African American kidney transplant recipients hospitalized in Detroit with COVID-19 infections during the height of the pandemic gradually improved and made a full recovery, according to a study published by Wayne State University School of Medicine physician-researchers.
“Favorable outcome of COVID‐19 among African American renal transplant recipients in Detroit,” published in Clinical Transplantation: The Journal of Clinical and Translational Research, found that despite risk factors for a poor outcome among such patients infected with COVID-19, the prognosis for recovery for most was “excellent.”
The use of corticosteroids and perhaps maintaining optimal levels of calcineurin inhibitor may have contributed to a muted adverse host inflammatory response, leading to an improved outcome, said Pranatharthi Chandrasekar, M.D., professor of Internal Medicine, chief of the Division of Infectious Diseases and principal author of the study.
Transplant recipients are especially vulnerable to infection given their comorbidities and immunosuppression factors. This is the first published study reporting outcomes in a group comprised solely of African American kidney transplant recipients infected with and hospitalized for COVID‐19.
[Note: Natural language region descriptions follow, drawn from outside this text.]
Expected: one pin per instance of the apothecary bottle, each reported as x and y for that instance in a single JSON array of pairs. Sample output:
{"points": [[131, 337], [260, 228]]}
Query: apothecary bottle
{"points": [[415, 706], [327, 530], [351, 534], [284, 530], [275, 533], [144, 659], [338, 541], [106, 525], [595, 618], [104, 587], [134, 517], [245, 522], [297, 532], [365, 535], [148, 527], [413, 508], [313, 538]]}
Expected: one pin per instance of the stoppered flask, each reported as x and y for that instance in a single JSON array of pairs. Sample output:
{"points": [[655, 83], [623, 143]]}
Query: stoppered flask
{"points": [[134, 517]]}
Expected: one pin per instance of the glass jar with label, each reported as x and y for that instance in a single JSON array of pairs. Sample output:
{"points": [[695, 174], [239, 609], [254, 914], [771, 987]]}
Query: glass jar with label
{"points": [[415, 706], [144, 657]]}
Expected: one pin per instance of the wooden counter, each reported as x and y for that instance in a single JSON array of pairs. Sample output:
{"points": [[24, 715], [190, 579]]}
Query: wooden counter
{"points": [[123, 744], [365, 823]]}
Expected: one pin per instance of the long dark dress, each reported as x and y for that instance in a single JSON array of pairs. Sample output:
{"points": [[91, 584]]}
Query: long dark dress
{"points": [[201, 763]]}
The researchers followed a cohort of 25 African American kidney transplant recipients hospitalized at the Detroit Medical Center between March 1 and May 1, 2020, for COVID-19 infection after positive nasal swab tests. Four were transferred to intensive care, one required intubation and one died. Three of the patients were hospitalized with the infection within six months of receiving a kidney transplant.
The majority of patients in the study – 64% -- demonstrated initial radiographic findings of pneumonia compatible with COVID‐19 infection, and 44% had oxygen saturation rates of less than or equal to 94%, qualifying as severe illness according to Infectious Diseases Society of America treatment guidelines. During their hospitalization, 64% of the patients required further measures such as oxygen supplementation or mechanical ventilation.
The majority of patients had a history of hypertension, 13 had diabetes, 11 had cardiovascular disease, 10 had pulmonary disease and three had a preexisting history of malignancy. Only five had a body mass index within normal range, five were overweight and 15 were obese.
Despite the chronic health conditions, all of the recovered patients were followed after discharge from the hospital for a median of 45 days and made full symptomatic recoveries.
The authors noted that hospital guidelines for COVID‐19‐specific therapy varied as the pandemic evolved. The guidelines initially recommended hydroxychloroquine for all patients admitted and at risk for severe disease. Later guidelines included oral or intravenous steroids for some patients. Of the patients in the study, eight received hydroxychloroquine only, while 12 were treated with a combination of hydroxychloroquine and steroids.
Co-authors of the study include Claudia Jarrin Tejada, M.D., assistant professor of Internal Medicine, Division of Infectious Diseases; Mareena Zachariah, M.D., associate professor of Internal Medicine, Division of Nephrology; Angela Cruz, M.D., fellow, Division of Infectious Diseases; Shakir Hussein, M.D., Department of Surgery; Elizabeth Wipula, Detroit Medical Center Transplant Pharmacy; Nicole Meeks, WSU medical student; and Jeff Wolff, advanced practice provider, Detroit Medical Center.